Isap rokok dalam kintal sekolah, hemat saya, bisa menodai ‘unsur sumpah’ yang melekat dalam profesi guru. Ketika seseorang ‘dilantik’ menjadi guru, maka dirinya mesti berkomitmen untuk menjalankan tugas sebagai guru dengan baik.
Memperlihatkan keteladanan yang baik kepada peserta didik, bisa dianggap sebagai perwujudan dari ‘janji’ yang diucapkan itu. Tidak merokok di lingkungan sekolah boleh dilihat sebagai ‘satu bentuk teladan’ kepada siswa. Kita memberi contoh bahwa sekolah bukan ‘destinasi aktivitas mengisap’, tetapi rumah di mana proses pembelajaran digelar.
Untuk urusan ‘tidak merokok’ di lingkungan sekolah, mungkin SMK Stella Maris bisa dijadikan contoh. Pasalnya, sejak lembaga ini berkolaborasi dengan SMK Mitra Industri Cikarang (Jakarta), ‘aroma budaya industri’, sangat terasa. Dunia usaha menuntut kita untuk ‘tidak merokok’ di tempat kerja.
SMK sebagai ‘miniatur dunia industri’, mesti menerapkan budaya industri itu secara konsisten. Sejak dini anak-anak dibiasakan untuk ‘merasakan dan menikmati’ suasana yang menjadi ‘nilai jual’ dunia industri. Salah satu yang disorot adalah guru tidak boleh merokok di lingkungan sekolah.
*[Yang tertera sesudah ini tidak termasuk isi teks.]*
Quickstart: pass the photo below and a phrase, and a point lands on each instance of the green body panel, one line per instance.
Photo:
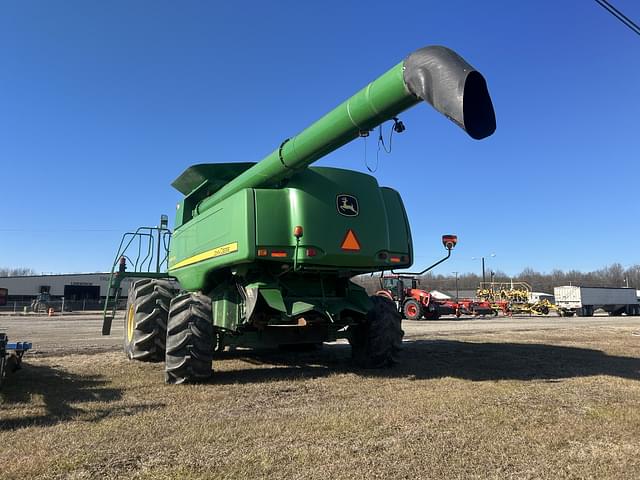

Ketika berada di area sekolah, para guru hanya ‘fokus’ menjalankan tugas-tugas profesional. Sedapat mungkin dirinya tidak tergoda untuk mengerjakan hal-hal yang bertolak belakang dengan spirit profesionalisme. Merokok, tentu saja ‘masuk’ dalam kategori tindakan yang mencederai nilai luhur dari profesi sebagai guru itu.
Memang, tidak mudah untuk ‘memenuhi’ tuntutan dunia industri itu. Tetapi, setelah ‘berpuasa’ sekian hari, akhirnya, keputusan untuk ‘tidak merokok’ itu, menjadi sebuah kebiasaan dan gaya hidup (life style). Banyak guru (perokok) di Stella Maris saat ini, sukses menjalankan komitmen untuk ‘tidak merokok’.
Tentu ada banyak perubahan (positif) ketika para guru berhasil menjalankan program ‘diet rokok’ di sekolah. Sisi somatis (ragawi) tidak mengalami gangguan. Mereka tampil lebih segar dan energik. Wajah mereka kian berminyak dan segar.
Selain itu, ruang guru khususnya dan lingkungan sekolah umumnya ‘terlihat bersih’. Apalagi, saat ini, SMK Stella Maris semakin getol mengkampanyekan budaya LISA (Lihat Sampah Ambil). Setiap warga sekolah ‘merasa tidak nyaman’ ketika melihat sampah. Ketidaknyamanan itu berimplikasi pada ‘dorongan’ untuk membereskan sampah yang dilihat itu.
Boleh jadi ‘guru perokok’ sudah insyaf bahwa ‘merokok’ bisa menyumbang sampah untuk sekolah. Ketika guru ‘berhenti isap rokok di sekolah’, maka dirinya telah ‘bertobat’. Dia tidak mau menjadi ‘donatur sampah’ lagi untuk sekolah.
Selamat dan proficiat kepada para staf pengajar SMK Stella Maris yang tak mau tunduk pada ‘keinginan daging’ (baca: hasrat mengisap rokok). Pantang merokok di kintal sekolah mesti menjadi sebuah ‘kebajikan profesional’ yang mesti dipupuk. Kita tidak bakal ‘sakit’ apalagi ‘mati’ ketika tidak merokok di lingkungan sekolah.